Oleh : Jayanti, peserta SGI angkatan IV. Bertugas di Bangka Belitung

Aku mengawali perjalananku menjadi seorang guru di akhir tahun 2009. Di sebuah Pre-school International, aku menghabiskan waktu-waktu pagiku bersama puluhan anak-anak usia pra-sekolah sebelum melanjutkan aktivitasku sebagai mahasiswi di Universitas Muhammadiyah Makassar. Hari-hariku terasa cukup padat ditambah dengan peranku sebagai aktivis himpunan serta relawan pengajar.

Bisa jadi, masa-masa itu terasa berat atau justru terasa indah. Menjadi sibuk, dikala prestasi akademik juga hal yang harus tetap diperjuangkan. Mencintai setiap peran yang kita pikul memanglah kunci agar kita dapat menikmati apapun pekerjaan kita. Tapi, ada keistimewaan yang luar biasa di balik peran itu. Yakni berdampingan dengan anak-anak. Menjadi guru, membuatmu dekat dengan anak-anak. Dekat dengan anak-anak berarti engkau tak pernah menua. Dekat dengan anak-anak, maka engkau punya penawar berbagai beban hidup.

Satu lagi, bahwa bekerja di sekolah-sekolah yang katanya bertaraf bla..bla.., tuntutannya cukup tinggi. Setiap guru harus menguasai seabrek kompetensi dan melakukan seabrek peran sebagai rangkaian dari tugas bernama guru. Lagi-lagi, itu bisa jadi memberatkan, tetapi dengan kita mencintai apa yang dilakukan, semuanya terasa indah. Dan tentu saja, karena ada anak-anak dalam pekerjaanku itu.

Pernah dan itu sering terjadi, pada suatu pagi, aku datang ke sekolah dengan membawa perasaan galau dari rumah. Ketika masuk ke kelas, ternyata seorang siswaku sudah lebih dulu datang. “Miss,” dia memanggilku dengan penuh semangat sambil berlari menengadahkan kedua tangannya ke arahku pertanda ingin dipeluk. Kalau satu saja anak yang memperlakukan kita seperti itu, kita sudah sangat senang.
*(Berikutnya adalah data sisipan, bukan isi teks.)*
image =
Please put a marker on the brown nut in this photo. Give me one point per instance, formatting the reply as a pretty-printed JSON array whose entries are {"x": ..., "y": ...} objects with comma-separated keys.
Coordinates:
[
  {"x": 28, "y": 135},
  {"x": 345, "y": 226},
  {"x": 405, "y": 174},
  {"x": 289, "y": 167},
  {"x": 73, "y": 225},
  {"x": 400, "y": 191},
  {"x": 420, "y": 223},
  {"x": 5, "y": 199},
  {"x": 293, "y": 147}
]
Bagaimana jika seluruh anak di kelas yang kita ajar bisa dibuat dekat dengan kita? Seketika itu, galau-ku hilang. Aku membalas pelukannya dengan senyum-senyum hangat yang sama sekali tak perlu dibuat-buat.

Menjadi guru apalagi guru bagi usia kanak-kanak memang punya nilai tambah. Kata orang, jika stress kemudian bertemu dengan anak didik yang lucu-lucu, maka stress itu bisa hilang. Aku setuju sepenuhnya dan banyak pula teman-teman guru yang pernah kudengar mengatakan hal serupa. Lantas, jika ada guru yang justru stress setiap kali pulang dari sekolah, maka ini perlu dipertanyakan.

Nilai plus kedua dari profesi guru adalah, kita belajar parenting bahkan sebelum mempunyai anak sendiri. Melalui profesi guru, kita belajar bersabar memahami dan mengatasi aneka ragam kelakuan anak-anak. Belajar melihat berbagai hasil didikan orang tua serta pengaruh lingkungan pada anak didik. Jika orang tua mendidik anak-anaknya dengan cara A, umumnya hasilnya A. Jika anak-anak tumbuh pada lingkungan B, maka ia terbiasa berperilaku B. Maka, menjadi guru lebih dari sekedar memperlihatkan pada kita gambaran hasil didikan, tetapi juga belajar untuk menjadi problem solver. Karena anaknya sering berkata kasar, maka guru harus men-treat seperti apa anak tersebut. Kelak, jika Allah sudah mempercayakan untuk punya anak, kita sudah punya ilmu yang lulus uji.

Masih ragu untuk menjadi guru?

Kalau niatnya untuk sekedar ladang mencari uang, feel-nya akan berbeda. Jadi, kembali lagi tergantung niat dan bagaimana kita dalam prosesnya. Guru yang mencintai profesinya, mencintai anak-anak didiknya dan mau meluangkan waktu dan tenaga untuk meng-upgrade ilmu dan kompetensinya, maka setiap kali pulang sekolah, dia tidak akan pernah menyesal kenapa dulu menjadi guru. Sebab setiap hari, dia bisa pulang dengan membawa senyum. Meskipun berangkat dengan wajah masam.